Mondros Mütarekesi'nden sonra İtilaf Devletleri'nin Osmanlı ordularını işgale başlamaları üzerine; Mustafa Kemal 9. Ordu Müfettişi olarak 19 Mayıs 1919'da Samsun'a çıktı. 22 Haziran 1919'da Amasya'da yayımladığı genelgeyle "Milletin istiklâlini yine milletin azim ve kararının kurtaracağını " ilan edip Sivas Kongresi'ni toplantıya çağırdı. 23 Temmuz - 7 Ağustos 1919 tarihleri arasında Erzurum, 4 - 11 Eylül 1919 tarihleri arasında da Sivas Kongresi'ni toplayarak vatanın kurtuluşu için izlenecek yolun belirlenmesini sağladı. 27 Aralık 1919'da Ankara'da heyecanla karşılandı. 23 Nisan 1920'de Türkiye Büyük Millet Meclisi'nin açılmasıyla Türkiye Cumhuriyeti'nin kurulması yolunda önemli bir adım atılmış oldu. Meclis ve Hükümet Başkanlığına Mustafa Kemal seçildi Türkiye Büyük Millet Meclisi, Kurtuluş Savaşı'nın başarıyla sonuçlanması için gerekli yasaları kabul edip uygulamaya başladı.
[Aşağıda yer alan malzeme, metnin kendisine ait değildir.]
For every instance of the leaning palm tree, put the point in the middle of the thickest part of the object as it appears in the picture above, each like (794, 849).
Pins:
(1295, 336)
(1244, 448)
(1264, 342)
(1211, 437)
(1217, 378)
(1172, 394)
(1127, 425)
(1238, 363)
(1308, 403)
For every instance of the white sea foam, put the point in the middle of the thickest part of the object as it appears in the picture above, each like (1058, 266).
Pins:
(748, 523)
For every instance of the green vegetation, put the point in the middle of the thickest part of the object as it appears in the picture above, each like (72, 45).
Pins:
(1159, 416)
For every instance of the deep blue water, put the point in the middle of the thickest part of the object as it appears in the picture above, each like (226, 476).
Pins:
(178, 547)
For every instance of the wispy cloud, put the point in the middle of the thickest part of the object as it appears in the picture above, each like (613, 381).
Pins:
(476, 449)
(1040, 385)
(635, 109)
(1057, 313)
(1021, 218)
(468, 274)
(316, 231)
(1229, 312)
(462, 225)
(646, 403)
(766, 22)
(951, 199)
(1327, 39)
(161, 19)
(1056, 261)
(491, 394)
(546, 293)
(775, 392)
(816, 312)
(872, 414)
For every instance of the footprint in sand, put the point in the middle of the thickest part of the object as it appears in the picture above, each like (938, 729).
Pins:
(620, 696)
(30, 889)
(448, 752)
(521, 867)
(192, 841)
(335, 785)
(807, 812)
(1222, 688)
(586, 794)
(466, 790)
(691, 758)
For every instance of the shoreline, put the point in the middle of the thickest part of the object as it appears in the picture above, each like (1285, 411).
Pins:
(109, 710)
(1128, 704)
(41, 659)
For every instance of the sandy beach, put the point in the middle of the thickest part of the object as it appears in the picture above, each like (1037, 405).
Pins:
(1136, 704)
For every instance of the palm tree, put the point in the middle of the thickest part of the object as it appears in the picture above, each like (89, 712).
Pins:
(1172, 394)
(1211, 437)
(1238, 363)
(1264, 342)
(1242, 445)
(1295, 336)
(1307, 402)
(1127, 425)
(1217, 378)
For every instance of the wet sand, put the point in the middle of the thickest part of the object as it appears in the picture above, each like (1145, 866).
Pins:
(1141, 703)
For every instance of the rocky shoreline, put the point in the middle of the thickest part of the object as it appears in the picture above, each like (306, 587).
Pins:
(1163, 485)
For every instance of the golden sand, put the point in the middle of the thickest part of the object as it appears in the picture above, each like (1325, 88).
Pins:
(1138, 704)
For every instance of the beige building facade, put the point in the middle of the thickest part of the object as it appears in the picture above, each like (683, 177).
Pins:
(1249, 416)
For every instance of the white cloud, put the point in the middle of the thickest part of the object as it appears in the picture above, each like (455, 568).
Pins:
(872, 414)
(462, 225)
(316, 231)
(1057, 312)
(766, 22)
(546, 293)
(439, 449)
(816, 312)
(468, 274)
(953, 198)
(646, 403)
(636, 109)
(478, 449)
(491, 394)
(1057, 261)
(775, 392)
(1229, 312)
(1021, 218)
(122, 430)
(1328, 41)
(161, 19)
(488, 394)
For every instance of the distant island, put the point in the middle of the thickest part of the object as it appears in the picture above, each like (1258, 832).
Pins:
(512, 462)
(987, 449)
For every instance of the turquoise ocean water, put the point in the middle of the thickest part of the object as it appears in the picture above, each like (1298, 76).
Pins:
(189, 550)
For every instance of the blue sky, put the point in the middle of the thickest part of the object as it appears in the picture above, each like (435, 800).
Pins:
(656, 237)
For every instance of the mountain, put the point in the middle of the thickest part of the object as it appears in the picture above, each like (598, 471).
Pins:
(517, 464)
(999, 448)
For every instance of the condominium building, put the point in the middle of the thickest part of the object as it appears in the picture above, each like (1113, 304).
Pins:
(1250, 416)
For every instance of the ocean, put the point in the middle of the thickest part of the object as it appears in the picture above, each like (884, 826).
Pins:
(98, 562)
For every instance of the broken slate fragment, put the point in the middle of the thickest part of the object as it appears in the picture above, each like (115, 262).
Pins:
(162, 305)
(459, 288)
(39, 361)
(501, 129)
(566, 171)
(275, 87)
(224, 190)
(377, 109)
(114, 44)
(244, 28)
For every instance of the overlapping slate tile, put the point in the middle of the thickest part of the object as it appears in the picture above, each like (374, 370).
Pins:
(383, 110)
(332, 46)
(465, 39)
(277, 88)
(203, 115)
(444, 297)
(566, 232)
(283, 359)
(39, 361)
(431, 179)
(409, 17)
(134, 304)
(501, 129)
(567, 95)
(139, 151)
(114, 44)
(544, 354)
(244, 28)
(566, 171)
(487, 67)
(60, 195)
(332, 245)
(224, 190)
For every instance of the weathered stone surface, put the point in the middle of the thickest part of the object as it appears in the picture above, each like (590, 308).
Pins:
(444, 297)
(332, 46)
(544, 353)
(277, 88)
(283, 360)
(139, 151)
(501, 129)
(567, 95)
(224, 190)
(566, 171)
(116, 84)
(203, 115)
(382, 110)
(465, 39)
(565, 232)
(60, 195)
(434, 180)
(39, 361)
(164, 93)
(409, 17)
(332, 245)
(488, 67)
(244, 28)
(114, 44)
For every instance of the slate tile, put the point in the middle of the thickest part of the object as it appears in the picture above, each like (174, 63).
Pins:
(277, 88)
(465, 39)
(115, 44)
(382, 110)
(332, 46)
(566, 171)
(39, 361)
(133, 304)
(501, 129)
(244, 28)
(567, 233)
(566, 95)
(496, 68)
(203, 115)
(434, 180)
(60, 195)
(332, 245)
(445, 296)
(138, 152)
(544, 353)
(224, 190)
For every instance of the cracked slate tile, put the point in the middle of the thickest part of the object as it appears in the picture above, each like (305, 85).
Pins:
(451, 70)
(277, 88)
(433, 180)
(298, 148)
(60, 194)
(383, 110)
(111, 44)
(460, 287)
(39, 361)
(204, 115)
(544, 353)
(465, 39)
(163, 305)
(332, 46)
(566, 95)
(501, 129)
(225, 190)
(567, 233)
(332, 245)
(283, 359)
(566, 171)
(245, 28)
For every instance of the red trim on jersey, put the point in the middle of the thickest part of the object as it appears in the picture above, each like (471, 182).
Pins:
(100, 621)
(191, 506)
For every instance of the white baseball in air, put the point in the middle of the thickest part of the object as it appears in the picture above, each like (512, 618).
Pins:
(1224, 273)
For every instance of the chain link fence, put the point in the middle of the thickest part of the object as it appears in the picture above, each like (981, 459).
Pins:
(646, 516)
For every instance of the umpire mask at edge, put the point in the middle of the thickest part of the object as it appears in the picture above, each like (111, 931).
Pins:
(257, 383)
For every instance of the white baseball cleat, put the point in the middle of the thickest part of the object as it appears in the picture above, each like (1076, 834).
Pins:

Türk Kurtuluş Savaşı 15 Mayıs 1919'da Yunanlıların İzmir'i işgali sırasında düşmana ilk kurşunun atılmasıyla başladı. 10 Ağustos 1920 tarihinde Sevr Antlaşması'nı imzalayarak aralarında Osmanlı İmparatorluğu'nu paylaşan I. Dünya Savaşı'nın galip devletlerine karşı önce Kuvâ-yi Milliye adı verilen milis kuvvetleriyle savaşıldı. Türkiye Büyük Millet Meclisi düzenli orduyu kurdu, Kuvâ-yi Milliye - ordu bütünleşmesini sağlayarak savaşı zaferle sonuçlandırdı.